Photographe alors inconnue, la timide Merri Cyr avait gagné la sympathie de Jeff Buckley et réalisé les pochettes de son premier single, Live at Sin-é, puis de son premier album, Grace. Imposée par le chanteur à une maison de disques hésitante face à son CV vide, elle se souvient aujourd’hui de la séance photo pour le premier single, en haut d’une échelle, dans un café.
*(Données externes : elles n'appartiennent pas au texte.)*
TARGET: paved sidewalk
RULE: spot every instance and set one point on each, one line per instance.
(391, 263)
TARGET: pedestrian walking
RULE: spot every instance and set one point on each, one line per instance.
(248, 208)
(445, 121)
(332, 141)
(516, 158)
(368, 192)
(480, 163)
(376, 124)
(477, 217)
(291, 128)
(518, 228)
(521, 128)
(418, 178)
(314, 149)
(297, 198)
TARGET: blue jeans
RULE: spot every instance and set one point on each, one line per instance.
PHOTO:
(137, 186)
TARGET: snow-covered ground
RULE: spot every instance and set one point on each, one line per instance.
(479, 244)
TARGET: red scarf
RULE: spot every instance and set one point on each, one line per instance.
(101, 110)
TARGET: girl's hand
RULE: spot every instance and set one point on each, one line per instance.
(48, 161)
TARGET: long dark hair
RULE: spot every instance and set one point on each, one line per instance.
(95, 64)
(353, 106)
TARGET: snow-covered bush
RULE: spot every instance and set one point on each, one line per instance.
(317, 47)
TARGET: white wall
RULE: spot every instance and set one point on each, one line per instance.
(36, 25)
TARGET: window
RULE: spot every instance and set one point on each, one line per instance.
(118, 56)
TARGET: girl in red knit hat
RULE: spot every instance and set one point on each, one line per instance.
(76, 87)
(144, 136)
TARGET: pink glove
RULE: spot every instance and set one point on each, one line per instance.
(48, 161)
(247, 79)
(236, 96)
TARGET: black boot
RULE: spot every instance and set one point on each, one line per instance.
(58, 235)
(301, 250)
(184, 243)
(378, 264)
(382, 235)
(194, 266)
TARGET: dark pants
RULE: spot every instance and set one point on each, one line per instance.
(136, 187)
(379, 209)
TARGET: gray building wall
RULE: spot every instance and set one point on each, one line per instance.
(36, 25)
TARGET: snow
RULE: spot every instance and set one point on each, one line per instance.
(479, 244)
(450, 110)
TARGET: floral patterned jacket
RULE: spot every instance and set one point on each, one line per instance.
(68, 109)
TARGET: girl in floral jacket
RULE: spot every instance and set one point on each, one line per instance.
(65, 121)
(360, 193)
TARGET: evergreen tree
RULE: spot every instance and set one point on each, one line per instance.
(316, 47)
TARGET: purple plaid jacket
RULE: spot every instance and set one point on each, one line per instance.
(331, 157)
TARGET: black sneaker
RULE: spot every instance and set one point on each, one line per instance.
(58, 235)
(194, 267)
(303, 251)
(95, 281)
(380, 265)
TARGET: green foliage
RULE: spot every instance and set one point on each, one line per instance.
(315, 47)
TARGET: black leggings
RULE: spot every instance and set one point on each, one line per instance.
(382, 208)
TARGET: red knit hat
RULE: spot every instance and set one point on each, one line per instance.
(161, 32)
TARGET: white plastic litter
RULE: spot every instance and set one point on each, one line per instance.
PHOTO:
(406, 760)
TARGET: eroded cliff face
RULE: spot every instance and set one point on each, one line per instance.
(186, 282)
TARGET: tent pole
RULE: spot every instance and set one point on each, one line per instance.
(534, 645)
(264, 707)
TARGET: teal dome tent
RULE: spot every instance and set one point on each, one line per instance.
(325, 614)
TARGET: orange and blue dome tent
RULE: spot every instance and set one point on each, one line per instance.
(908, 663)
MERRI CYR J’avais rencontré Jeff en 91, je bossais pour Paper magazine et on m’avait envoyée le photographier pour illustrer un court article. Je n’avais jamais entendu sa musique. Il était naturel, direct et bouillonnant ! On a fait des photos dans sa chambre et sur le toit. Ce qui m’a tout de suite frappé, c’est sa capacité à se mettre au diapason des autres sur le plan émotionnel. J’ai immédiatement eu la conviction d’être en présence d’un grand artiste, sans même l’avoir entendu chanter. La semaine suivante, je suis allée le voir jouer au Sin-é. Ce que j’ai vu était renversant, absolument ahurissant. J’avais tiré quelques photos pour lui offrir à la fin de son concert. Son visage était impénétrable, mais quand il a vu les photos, son expression a changé du tout au tout : il m’a embrassée, spontané comme un môme. Sur scène, il faisait le mariole, c’était un véritable comique. Mais sa voix était extrêmement émouvante. Jeff avait cette capacité à reconnaître le potentiel chez les gens. Sans autre indice que son intuition. Une fois qu’il avait choisi quelqu’un, il se battait jusqu’au bout pour l’imposer. La confiance qu’il a eue dans mes capacités artistiques est le plus grand cadeau qu’il pouvait me faire. Si aujourd’hui je réalise toutes ces pochettes de disques, c’est grâce à lui. Il a changé ma vie. La réalisation de la pochette de ce premier single a été épique. C’était son premier enregistrement et il était très nerveux. J’ai senti que ce soir-là il me fallait jouer sur plusieurs tableaux : immortaliser le concert par les photos et faire attention à lui, le protéger. La salle était bourrée de gens du business et Jeff était mort de trouille. Il a joué deux sets et entre les deux, il s’est endormi sur mes genoux, absolument épuisé. Pour la pochette, je suis montée sur une échelle et j’ai utilisé un appareil photo panoramique. C’était un endroit minuscule et je voulais capter l’ensemble. La photo qu’il a choisie pour la pochette illustre son sens de l’humour : il regarde en l’air, les gens dans le public ne font pas attention à lui et il y a même un Irlandais au premier plan qui lit le journal.